BY WINSLEY MASESE

URBAN WATER SHORTAGE: A potential urban water crisis in coming years could damage the economy and abort the country’s search for prosperity for all, environmentalists and water experts at the Third International Water Association (IWA) Development Congress and Exhibition warned.

A conference in Nairobi organised by the Water Services Providers Association (WASPA) and the IWA both noted that water — or the lack of it — is one of the biggest issues facing urban Africa.  The continent will see a 66 per cent population increase to 1.2 billion people by 2050, according to the United Nations.

Potential killer

According to the United Nations Department of Economic and Social Affairs, water scarcity already affects every continent.
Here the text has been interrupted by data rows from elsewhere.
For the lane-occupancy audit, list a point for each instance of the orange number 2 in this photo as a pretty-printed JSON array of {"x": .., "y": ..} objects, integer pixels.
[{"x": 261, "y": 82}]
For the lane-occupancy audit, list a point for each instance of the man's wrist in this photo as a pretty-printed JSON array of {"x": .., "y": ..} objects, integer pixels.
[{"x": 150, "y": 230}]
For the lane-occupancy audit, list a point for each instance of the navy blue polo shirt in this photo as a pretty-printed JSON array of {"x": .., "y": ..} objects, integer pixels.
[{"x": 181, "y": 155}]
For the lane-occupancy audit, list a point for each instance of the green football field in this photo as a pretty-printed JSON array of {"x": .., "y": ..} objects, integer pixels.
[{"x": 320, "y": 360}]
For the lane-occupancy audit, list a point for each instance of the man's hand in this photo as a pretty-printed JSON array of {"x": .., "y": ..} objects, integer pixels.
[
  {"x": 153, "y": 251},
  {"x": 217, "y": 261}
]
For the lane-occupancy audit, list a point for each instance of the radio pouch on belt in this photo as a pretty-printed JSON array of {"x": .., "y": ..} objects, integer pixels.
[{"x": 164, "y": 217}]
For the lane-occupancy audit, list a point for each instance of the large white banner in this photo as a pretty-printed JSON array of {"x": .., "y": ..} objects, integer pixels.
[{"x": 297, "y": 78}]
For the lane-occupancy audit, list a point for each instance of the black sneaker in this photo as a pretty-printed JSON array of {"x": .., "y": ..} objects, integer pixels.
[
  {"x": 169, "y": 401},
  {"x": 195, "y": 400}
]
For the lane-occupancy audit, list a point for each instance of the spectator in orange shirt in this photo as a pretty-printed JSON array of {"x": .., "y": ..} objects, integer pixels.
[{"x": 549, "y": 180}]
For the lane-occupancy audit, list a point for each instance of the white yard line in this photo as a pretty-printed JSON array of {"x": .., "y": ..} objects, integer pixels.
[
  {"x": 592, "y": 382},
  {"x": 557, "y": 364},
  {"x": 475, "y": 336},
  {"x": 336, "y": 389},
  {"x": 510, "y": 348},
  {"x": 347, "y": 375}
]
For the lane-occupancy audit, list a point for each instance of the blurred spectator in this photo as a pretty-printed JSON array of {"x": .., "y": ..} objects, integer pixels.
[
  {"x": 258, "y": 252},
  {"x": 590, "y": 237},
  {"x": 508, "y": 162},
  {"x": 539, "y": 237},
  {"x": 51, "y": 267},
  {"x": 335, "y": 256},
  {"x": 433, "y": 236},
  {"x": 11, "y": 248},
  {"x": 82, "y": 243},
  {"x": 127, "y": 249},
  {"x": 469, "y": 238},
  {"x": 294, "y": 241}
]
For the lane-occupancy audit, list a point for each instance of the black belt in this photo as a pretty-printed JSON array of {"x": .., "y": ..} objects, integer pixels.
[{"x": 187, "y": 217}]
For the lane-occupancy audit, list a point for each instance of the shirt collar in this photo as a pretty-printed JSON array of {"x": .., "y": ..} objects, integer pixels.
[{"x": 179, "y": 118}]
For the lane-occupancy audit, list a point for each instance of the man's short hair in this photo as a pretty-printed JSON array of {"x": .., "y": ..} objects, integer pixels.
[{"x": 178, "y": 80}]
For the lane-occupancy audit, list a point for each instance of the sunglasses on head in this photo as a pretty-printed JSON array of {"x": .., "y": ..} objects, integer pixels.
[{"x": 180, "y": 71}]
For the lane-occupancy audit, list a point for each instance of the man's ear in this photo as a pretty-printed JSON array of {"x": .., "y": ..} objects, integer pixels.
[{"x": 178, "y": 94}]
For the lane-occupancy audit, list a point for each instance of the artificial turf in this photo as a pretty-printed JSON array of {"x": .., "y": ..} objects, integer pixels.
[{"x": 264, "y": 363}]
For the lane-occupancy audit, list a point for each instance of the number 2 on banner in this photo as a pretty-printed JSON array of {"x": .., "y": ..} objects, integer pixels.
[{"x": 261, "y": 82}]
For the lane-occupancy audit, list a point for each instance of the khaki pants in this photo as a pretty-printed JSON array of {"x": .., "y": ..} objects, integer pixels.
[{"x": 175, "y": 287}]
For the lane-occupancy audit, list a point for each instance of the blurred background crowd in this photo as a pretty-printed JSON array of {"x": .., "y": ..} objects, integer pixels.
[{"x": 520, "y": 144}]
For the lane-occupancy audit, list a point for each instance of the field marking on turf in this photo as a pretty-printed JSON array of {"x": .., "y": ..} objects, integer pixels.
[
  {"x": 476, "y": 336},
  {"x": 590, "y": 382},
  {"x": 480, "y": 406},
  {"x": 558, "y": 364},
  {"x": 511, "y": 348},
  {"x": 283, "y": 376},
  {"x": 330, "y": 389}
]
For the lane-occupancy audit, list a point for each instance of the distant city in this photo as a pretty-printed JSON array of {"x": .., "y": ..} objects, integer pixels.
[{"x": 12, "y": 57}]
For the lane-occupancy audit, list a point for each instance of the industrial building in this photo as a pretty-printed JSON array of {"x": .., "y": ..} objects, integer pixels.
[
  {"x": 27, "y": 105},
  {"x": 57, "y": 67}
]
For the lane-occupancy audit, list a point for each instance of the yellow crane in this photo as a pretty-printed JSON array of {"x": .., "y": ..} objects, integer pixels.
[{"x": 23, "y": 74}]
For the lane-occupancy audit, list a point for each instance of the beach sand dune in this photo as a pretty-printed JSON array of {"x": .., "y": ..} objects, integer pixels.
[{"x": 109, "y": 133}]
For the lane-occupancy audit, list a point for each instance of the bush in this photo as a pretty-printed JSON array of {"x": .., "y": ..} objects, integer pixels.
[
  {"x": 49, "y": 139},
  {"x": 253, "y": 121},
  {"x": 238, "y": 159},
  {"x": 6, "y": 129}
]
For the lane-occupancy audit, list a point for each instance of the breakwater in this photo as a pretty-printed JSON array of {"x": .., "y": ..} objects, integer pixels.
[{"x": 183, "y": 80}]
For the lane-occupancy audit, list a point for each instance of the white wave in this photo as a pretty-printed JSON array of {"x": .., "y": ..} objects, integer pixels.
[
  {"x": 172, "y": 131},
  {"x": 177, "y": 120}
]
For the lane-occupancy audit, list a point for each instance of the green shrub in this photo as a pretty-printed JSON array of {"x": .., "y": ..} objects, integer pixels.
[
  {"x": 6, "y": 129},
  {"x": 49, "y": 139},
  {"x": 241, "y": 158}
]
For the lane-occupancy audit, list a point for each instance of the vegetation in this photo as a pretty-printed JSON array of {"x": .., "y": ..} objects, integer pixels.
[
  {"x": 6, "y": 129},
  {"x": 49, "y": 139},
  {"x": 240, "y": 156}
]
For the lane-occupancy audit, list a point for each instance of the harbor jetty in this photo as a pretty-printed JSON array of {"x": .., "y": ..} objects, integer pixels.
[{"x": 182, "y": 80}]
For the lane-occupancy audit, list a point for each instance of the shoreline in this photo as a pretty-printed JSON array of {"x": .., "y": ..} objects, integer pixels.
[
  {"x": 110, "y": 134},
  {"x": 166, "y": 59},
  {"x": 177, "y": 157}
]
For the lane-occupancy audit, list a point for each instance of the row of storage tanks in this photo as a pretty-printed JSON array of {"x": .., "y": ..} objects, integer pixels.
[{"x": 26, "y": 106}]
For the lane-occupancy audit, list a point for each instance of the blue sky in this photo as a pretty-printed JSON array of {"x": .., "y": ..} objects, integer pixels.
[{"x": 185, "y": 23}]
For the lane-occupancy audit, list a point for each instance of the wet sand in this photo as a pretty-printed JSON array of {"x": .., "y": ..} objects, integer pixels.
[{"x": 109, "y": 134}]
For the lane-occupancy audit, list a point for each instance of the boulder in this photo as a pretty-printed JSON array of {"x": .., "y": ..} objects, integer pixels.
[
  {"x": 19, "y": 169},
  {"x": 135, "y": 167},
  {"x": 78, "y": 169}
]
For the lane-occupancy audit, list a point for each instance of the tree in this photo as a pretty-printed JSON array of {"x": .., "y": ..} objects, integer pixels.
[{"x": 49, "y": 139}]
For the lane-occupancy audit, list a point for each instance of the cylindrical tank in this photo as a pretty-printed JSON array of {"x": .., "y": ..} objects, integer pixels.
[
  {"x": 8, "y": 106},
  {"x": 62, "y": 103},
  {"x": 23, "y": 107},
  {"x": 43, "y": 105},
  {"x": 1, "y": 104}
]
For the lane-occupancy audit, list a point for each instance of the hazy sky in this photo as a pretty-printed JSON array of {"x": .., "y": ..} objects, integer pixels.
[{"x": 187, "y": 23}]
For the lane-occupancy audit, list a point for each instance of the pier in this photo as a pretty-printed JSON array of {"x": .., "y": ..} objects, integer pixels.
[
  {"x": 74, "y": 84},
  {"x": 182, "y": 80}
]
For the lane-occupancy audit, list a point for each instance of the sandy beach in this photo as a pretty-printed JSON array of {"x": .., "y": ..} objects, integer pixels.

Around 1.2 billion people, or almost a fifth of the world’s population, live in areas of physical scarcity, and 500 million people are approaching this situation.

Another 1.6 billion people, or almost one quarter of the world’s population, face economic water shortage — where countries lack the necessary infrastructure to transport water from rivers and aquifers.

Water use has been growing at more than twice the rate of population increase in the last century, and although there is no global water scarcity as such, an increasing number of regions are chronically short of water.

Water shortages have long plagued parts of the continent, and have become the potential killer of Africa’s economic takeoff.

Kenya, for instance, has primed its sights on prosperity for all under the Vision 2030 economic blueprint, but now risks aborting its dreams if the challenge of urban water provision is not addressed.

Besides being a water scarce country, Kenya is also a water storage deficient country.

Statistics project an increase in the number of Kenyans moving to cities and urban centres.

Rapid population growth is projected to hit 64 million by 2030. It is also predicted that 68 per cent of the Kenyan population, or about 43 million, will live in cities and urban centres by 2030.

Currently, an estimated 18 per cent of the population, that is 7 million, is said to live in cities and urban areas.

This far outstrips the level of investment in water resource development, coupled with the vagaries of climate change, and calls for urgent increased investment in the crucial sub-sector.

In Nairobi, for example, the daily demand for water stands at 600,000 metric cubes against a supply of 500,000 metric cubes.

This worsens during drought periods, when only 260,000 metric cubes of water are supplied daily.

“Although the urban water and sanitation coverage has increased over the years, a gap of 30 per cent still needs to be filled to reach the sector target of over 80 per cent coverage by 2015,” WASPA noted.

Out of a national population of 41,745,000 people, only about half (21,380,000) have access to safe and clean drinking water, while only about 26,603,000 people in urban areas have access to sanitation.

According to annual water sector reports, Kenya’s annual water requirements have increased from 2 billion cubic metres in 1990 to 4 billion cubic metres in 2000 to 6 billion cubic meters in 2010, an average of 3.5 to 4 per cent per year.

If this rate is adopted, the current demand stands at an average of 7 billion cubic metres.

“With the water shortage in Nairobi, for example, and the projected rise in demand, there is greater need to increase the efficiency and effectiveness of water and wastewater utilities; break new ground in universal access to sanitation; and optimise resource allocation along the water, food and energy nexus,” said WASPA.

The association added that new training to tackle the emerging challenges of urban water scarcity would stave off a potentially catastrophic crisis.

Health implications

Failure to take heed will have serious health implications as 80 per cent of diseases and 50 per cent of hospital admissions are attributed to a lack of access to clean water and/or sanitation.

This would dent the country’s campaign for healthy citizens as envisioned in  Vision 2030.

Statistics indicate that for economic development and prosperity, about 67 per cent of water resources should be allocated to agriculture, 4 per cent to industries and 1 per cent to tourism. The rest should go to human, domestic and social services.

Also ringing loud through the conference hall at the Kenyatta International Conference Centre was the sobering reality that water scarcity is both a natural and a human-made phenomenon.

“There is enough freshwater on the planet for seven billion people, but it is distributed unevenly and too much of it is wasted, polluted and unsustainably managed,” the conference concluded, making the call for sustainable water usage.